Christian Mwando doute de l’inclusivité

Le député et opposant Christian Mwando Nsimba, membre du parti Ensemble pour la République, a également exprimé ses inquiétudes.
Selon lui, le format présenté par le président Tshisekedi ne semble pas en mesure de résoudre la crise actuelle.
« Ce que propose le président Tshisekedi est une vaste kermesse qui ne va pas mettre un terme au conflit », a-t-il déclaré.
Christian Mwando s’interroge notamment sur l’absence du terme « inclusif » dans le discours du chef de l’État, une notion pourtant centrale dans les discussions antérieures concernant un dialogue national.
L’opposant questionne également la compatibilité entre ce nouveau cadre de concertation et le processus de Doha, dédié aux négociations avec l’AFC/M23.
Jean-Claude Katende soutient certaines orientations
À l’inverse, Jean-Claude Katende, président de l’Association africaine de défense des droits de l’homme (ASADHO), a accueilli favorablement plusieurs aspects du discours présidentiel.
Dans un message publié sur X, l’avocat et défenseur des droits humains a notamment salué le refus d’un partage du pouvoir.

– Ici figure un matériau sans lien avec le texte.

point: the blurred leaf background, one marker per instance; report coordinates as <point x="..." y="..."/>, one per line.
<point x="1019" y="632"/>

« Je souscris au discours du président Félix Tshisekedi sur le dialogue dans la mesure où il a clairement exclu tout partage du pouvoir », a-t-il écrit.
Jean-Claude Katende s’est également félicité de l’importance accordée à la participation citoyenne et aux mécanismes de suivi des résolutions adoptées.

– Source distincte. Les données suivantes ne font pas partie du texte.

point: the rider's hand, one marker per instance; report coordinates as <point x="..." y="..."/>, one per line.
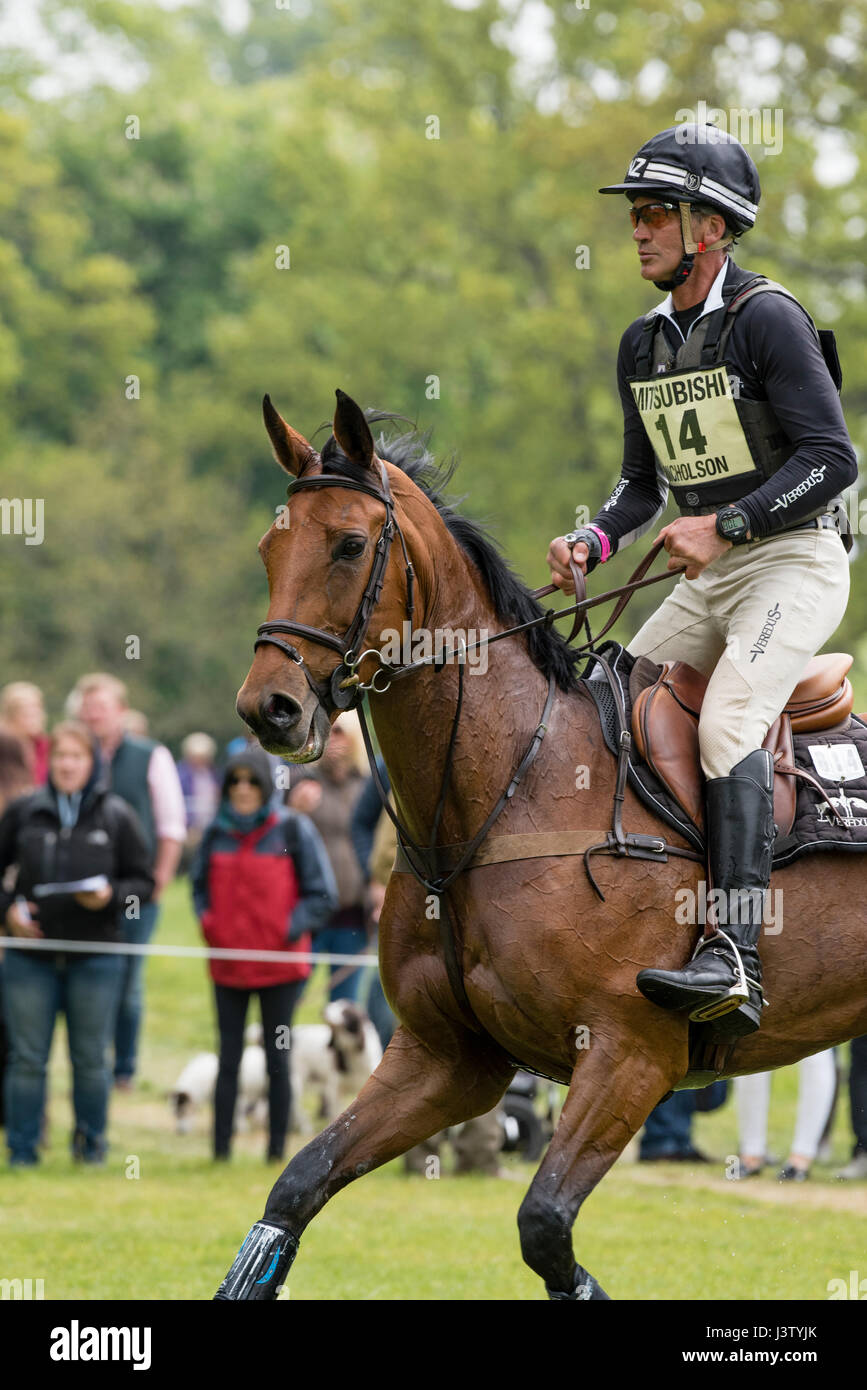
<point x="557" y="562"/>
<point x="692" y="542"/>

Il a toutefois appelé à la vigilance.
« Je suis satisfait de l’intervention du président avec l’espoir que tout ce qu’il a dit sera observé et que ce n’est pas de la démagogie », a-t-il ajouté.
Un test politique majeur pour le pouvoir en RDC

L’annonce de ce dialogue marque une nouvelle étape politique pour la République démocratique du Congo, un pays confronté à une crise sécuritaire persistante dans l’est et à de nombreuses tensions politiques internes.
Pour le pouvoir en place, le défi est désormais de convaincre les diverses forces politiques, la société civile et les différentes composantes du pays que ce processus peut réellement aboutir à des résultats concrets et durables.
Pour l’opposition, la question demeure de savoir si ce dialogue constituera un véritable espace de concertation nationale ou s’il restera une initiative principalement portée par le camp présidentiel.
Les prochaines ordonnances annoncées par Félix Tshisekedi devraient apporter des éclaircissements sur la composition du comité préparatoire et sur les modalités précises de participation aux futures assises nationales, un moment clé pour l’actualité Afrique francophone.